Par un mémoire en défense enregistré le 23 juillet 2025, le ministre d’Etat, ministre de l’intérieur conclut au rejet de la requête.
Il fait valoir que les moyens soulevés par Mme E… ne sont pas fondés.
Mme E… a été admise au bénéfice de l’aide juridictionnelle totale par une décision du 16 octobre 2025.
Vu les autres pièces du dossier.
Vu :
- la convention européenne de sauvegarde des droits de l’homme et des libertés fondamentales ;
- la convention internationale relative aux droits de l’enfant ;
- le code civil ;
- le code de l’entrée et du séjour des étrangers et du droit d’asile ;
- le code des relations entre le public et l’administration ;
- la loi n° 91-647 du 10 juillet 1991 ;
- le code de justice administrative.
La présidente de la formation de jugement a dispensé le rapporteur public, sur sa proposition, de prononcer des conclusions à l’audience.
Les parties ont été régulièrement averties du jour de l’audience.
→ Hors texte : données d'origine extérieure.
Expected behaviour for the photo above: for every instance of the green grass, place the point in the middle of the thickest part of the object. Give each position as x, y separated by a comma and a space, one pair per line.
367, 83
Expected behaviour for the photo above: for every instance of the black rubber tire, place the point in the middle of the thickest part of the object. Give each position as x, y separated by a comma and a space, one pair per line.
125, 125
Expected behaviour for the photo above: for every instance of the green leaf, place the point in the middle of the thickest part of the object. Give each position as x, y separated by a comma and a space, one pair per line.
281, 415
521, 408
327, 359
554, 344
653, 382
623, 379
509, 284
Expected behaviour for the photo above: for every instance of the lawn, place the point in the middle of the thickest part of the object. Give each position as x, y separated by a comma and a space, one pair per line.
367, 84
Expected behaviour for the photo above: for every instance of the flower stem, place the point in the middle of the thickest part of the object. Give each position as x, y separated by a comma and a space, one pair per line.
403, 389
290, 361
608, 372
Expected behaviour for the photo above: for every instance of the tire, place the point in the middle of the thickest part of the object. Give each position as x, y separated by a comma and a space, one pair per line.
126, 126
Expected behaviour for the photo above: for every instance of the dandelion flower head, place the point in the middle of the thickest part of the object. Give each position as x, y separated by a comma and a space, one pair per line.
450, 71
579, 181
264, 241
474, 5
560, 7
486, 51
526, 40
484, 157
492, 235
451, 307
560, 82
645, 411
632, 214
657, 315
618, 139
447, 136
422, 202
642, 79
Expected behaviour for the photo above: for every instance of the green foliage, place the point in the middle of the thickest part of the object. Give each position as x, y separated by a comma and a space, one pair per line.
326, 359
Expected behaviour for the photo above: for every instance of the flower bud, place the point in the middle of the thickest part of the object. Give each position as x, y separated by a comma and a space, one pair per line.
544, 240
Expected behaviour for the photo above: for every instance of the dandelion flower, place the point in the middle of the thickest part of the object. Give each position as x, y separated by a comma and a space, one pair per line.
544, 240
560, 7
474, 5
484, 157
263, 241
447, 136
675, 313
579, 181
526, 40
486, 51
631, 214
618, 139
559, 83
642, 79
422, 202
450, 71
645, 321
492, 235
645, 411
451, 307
Le rapport de Mme d’Erceville a été entendu au cours de l’audience publique du 15 décembre 2025.
Considérant ce qui suit :
Mme E…, ressortissante camerounaise née le 19 juillet 1975, s’est vu accorder le bénéfice de la protection subsidiaire par une décision de la Cour nationale du droit d’asile du 21 septembre 2021. Un visa de long séjour a été sollicité au titre de la réunification familiale pour son fils allégué, B… G… A…, né le 19 mai 2010, auprès de l’autorité consulaire française à Yaoundé (Cameroun), laquelle a refusé de délivrer le visa sollicité. Saisie d’un recours administratif préalable obligatoire formé contre cette décision de refus, la commission de recours contre les décisions de refus de visa d’entrée en France a, à son tour, implicitement refusé de délivrer le visa sollicité par une décision née le 26 mars 2024 dont la requérante demande l’annulation au tribunal.
Sur les conclusions à fin d’annulation :
Aux termes de l’article D. 312-8-1 du code de l’entrée et du séjour des étrangers et du droit d’asile : « En l’absence de décision explicite prise dans le délai de deux mois, le recours administratif exercé devant les autorités mentionnées aux articles D. 312-3 et D. 312-7 est réputé rejeté pour les mêmes motifs que ceux de la décision contestée. L’administration en informe le demandeur dans l’accusé de réception de son recours. ». Pour refuser la délivrance du visa sollicité, la commission de recours contre les décisions de refus de visa d’entrée en France, qui est réputée s’être appropriée les motifs de la décision consulaire, s’est fondée sur les motifs tirés de ce que, en application des articles L. 434-3 et L. 434-4 du code de l’entrée et du séjour des étrangers et du droit d’asile, et eu égard à la situation familiale de M. A…, les documents produits lors du dépôt de la demande de visa ne permettent pas de justifier que le lien de filiation n’est établi qu’à l’égard de la personne qu’il entend rejoindre en France, ou que l’autre parent est décédé ou déchu de ses droits parentaux, ou que M. A… aurait été confié à la personne qu’il entend rejoindre en France au titre de l’autorité parentale en vertu d’une décision d’une juridiction étrangère, et que, en application de l’article L. 561-5 du code de l’entrée et du séjour des étrangers et du droit d’asile, les déclarations conduisent à conclure à une tentative frauduleuse pour obtenir un visa au titre de la réunification familiale.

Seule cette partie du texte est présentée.